Forum Response: Association of Teachers and Lecturers
Gwen Evans, ATL's joint acting general secretary, said: "Whilst we welcome the belated DfES awareness that all is not well in the primary sector we feel that the minor changes made to the assessment system do not go far enough.
"What is needed is a fundamental re-think about the purpose of primary education and the focus of literacy and numeracy. Charles Clarke could have got a clearer insight into primary education if he decided to meet teachers as well as the 600 heads he consulted when putting the strategy together.
"Once again, we seem to be focusing attention on target setting rather than the broader primary curriculum and what children do in the classroom. We are pleased to see the government's acknowledgement that teacher assessment at key stage one is of real importance but are surprised that key stage two teachers aren't considered professional enough to assess children.
"We welcome the locating of target setting at school level for key stage two even though the strategy does not do as much as it needs to about the areas of school life that are of crucial importance but are harder to measure than literacy and numeracy.
"All in all, the moves are in the right direction even if they are more cautious than our members said they wanted at our conference."
Forum Response: Professional Association of Teachers
Jean Gemmell, general secretary of PAT, said: "We welcome these changes. Although many would say they don't go far enough, they are a positive step in the right direction.
"We are pleased that the government seems to be learning to trust teachers' and heads' professional judgment more. Allowing teachers to assess their own pupils and schools to set their own targets are sensible moves that recognise that pupils are individuals and that schools have their own local conditions.

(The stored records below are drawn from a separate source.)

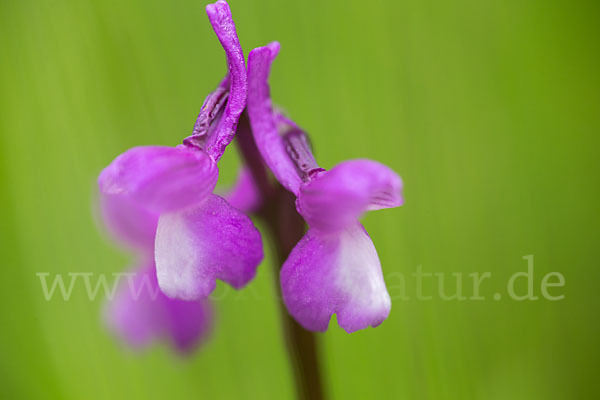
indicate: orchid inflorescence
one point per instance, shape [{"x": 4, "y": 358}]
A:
[{"x": 160, "y": 201}]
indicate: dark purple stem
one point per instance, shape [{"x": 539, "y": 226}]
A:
[{"x": 286, "y": 227}]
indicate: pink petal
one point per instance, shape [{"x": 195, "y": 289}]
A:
[
  {"x": 140, "y": 314},
  {"x": 160, "y": 178},
  {"x": 128, "y": 221},
  {"x": 263, "y": 119},
  {"x": 337, "y": 198},
  {"x": 244, "y": 195},
  {"x": 210, "y": 241},
  {"x": 220, "y": 17},
  {"x": 335, "y": 273}
]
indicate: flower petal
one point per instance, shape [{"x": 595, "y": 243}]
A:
[
  {"x": 212, "y": 240},
  {"x": 244, "y": 195},
  {"x": 160, "y": 178},
  {"x": 220, "y": 17},
  {"x": 337, "y": 198},
  {"x": 263, "y": 119},
  {"x": 140, "y": 314},
  {"x": 128, "y": 221},
  {"x": 335, "y": 273}
]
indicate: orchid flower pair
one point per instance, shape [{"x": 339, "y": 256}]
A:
[{"x": 160, "y": 201}]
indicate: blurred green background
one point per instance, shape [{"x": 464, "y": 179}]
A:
[{"x": 488, "y": 109}]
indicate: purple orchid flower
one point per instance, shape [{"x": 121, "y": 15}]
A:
[
  {"x": 140, "y": 313},
  {"x": 159, "y": 201},
  {"x": 200, "y": 237},
  {"x": 334, "y": 268}
]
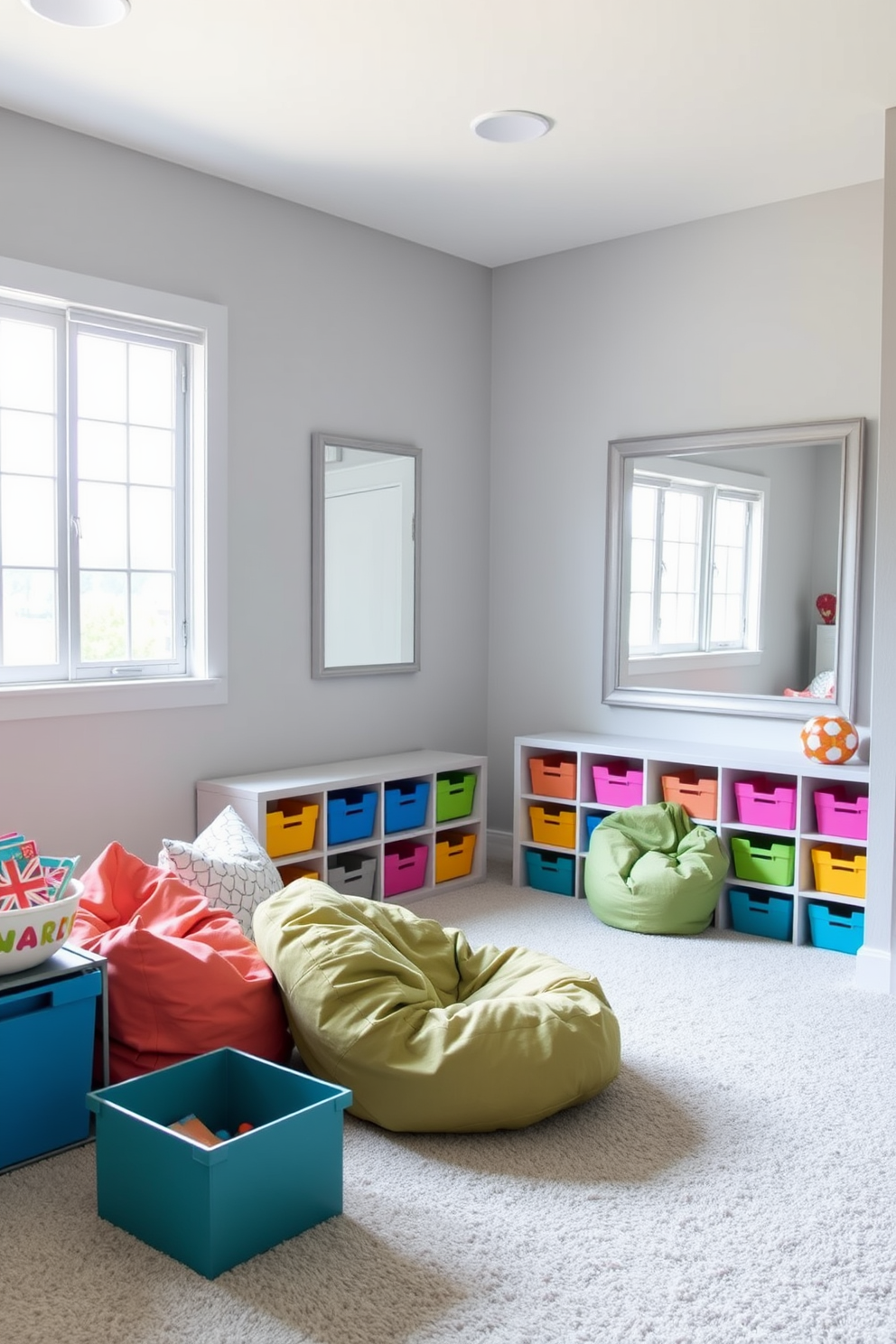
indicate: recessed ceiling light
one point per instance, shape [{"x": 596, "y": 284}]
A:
[
  {"x": 510, "y": 126},
  {"x": 80, "y": 14}
]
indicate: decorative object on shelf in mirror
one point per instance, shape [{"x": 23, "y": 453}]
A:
[{"x": 717, "y": 543}]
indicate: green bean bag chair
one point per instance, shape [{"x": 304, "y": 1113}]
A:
[
  {"x": 429, "y": 1034},
  {"x": 650, "y": 870}
]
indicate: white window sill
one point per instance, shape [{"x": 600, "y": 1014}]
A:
[{"x": 50, "y": 702}]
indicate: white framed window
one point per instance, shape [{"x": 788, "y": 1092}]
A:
[
  {"x": 695, "y": 564},
  {"x": 112, "y": 496}
]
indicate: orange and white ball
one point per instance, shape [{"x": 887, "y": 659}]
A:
[{"x": 829, "y": 740}]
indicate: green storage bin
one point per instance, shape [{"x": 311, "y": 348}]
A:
[{"x": 454, "y": 793}]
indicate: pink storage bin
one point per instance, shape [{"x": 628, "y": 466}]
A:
[
  {"x": 840, "y": 815},
  {"x": 403, "y": 867},
  {"x": 618, "y": 785},
  {"x": 764, "y": 804}
]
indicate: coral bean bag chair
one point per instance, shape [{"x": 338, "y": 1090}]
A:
[
  {"x": 427, "y": 1032},
  {"x": 650, "y": 870},
  {"x": 183, "y": 977}
]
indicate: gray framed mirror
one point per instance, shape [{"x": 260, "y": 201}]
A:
[
  {"x": 719, "y": 546},
  {"x": 366, "y": 543}
]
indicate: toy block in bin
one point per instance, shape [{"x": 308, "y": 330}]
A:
[
  {"x": 617, "y": 785},
  {"x": 553, "y": 826},
  {"x": 550, "y": 871},
  {"x": 403, "y": 867},
  {"x": 699, "y": 798},
  {"x": 352, "y": 873},
  {"x": 838, "y": 813},
  {"x": 405, "y": 806},
  {"x": 214, "y": 1207},
  {"x": 838, "y": 871},
  {"x": 553, "y": 776},
  {"x": 290, "y": 826},
  {"x": 454, "y": 793},
  {"x": 454, "y": 855},
  {"x": 835, "y": 928},
  {"x": 770, "y": 917},
  {"x": 350, "y": 815},
  {"x": 758, "y": 862},
  {"x": 764, "y": 804}
]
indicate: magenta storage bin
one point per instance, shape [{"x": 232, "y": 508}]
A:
[
  {"x": 403, "y": 867},
  {"x": 618, "y": 785},
  {"x": 763, "y": 804},
  {"x": 840, "y": 815}
]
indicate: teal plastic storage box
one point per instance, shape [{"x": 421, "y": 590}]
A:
[
  {"x": 454, "y": 793},
  {"x": 214, "y": 1207},
  {"x": 550, "y": 871},
  {"x": 835, "y": 928},
  {"x": 771, "y": 917},
  {"x": 47, "y": 1030},
  {"x": 350, "y": 815},
  {"x": 405, "y": 807}
]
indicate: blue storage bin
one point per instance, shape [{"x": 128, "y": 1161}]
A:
[
  {"x": 835, "y": 928},
  {"x": 47, "y": 1047},
  {"x": 214, "y": 1207},
  {"x": 551, "y": 871},
  {"x": 771, "y": 917},
  {"x": 350, "y": 815},
  {"x": 405, "y": 807}
]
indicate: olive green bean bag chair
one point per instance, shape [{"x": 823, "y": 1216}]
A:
[
  {"x": 429, "y": 1034},
  {"x": 650, "y": 870}
]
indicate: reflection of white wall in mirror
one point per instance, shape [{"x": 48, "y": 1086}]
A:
[{"x": 369, "y": 559}]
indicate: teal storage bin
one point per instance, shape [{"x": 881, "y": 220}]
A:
[
  {"x": 770, "y": 917},
  {"x": 835, "y": 928},
  {"x": 214, "y": 1207},
  {"x": 405, "y": 807},
  {"x": 550, "y": 871}
]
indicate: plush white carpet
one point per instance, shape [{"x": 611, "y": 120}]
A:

Schools were already monitoring children's progress long before SATs.
"These measures should give teachers more time to educate children - instead of teaching them to pass tests - and enable them to reinstate a broader curriculum, the loss of which has been widely regretted. The preoccupation with, and proliferation of, testing have given pupils unnecessary stress and schools unnecessary paperwork.
"The government does seem to have problems distinguishing between educating children and testing them. You can't make a child grow just by measuring him or her. In a recent BBC interview Charles Clarke said that 'Tests at 11 are especially important. They provide children with basic numeracy and literacy'. Tests don't provide numeracy and literacy teachers teach them and children learn them."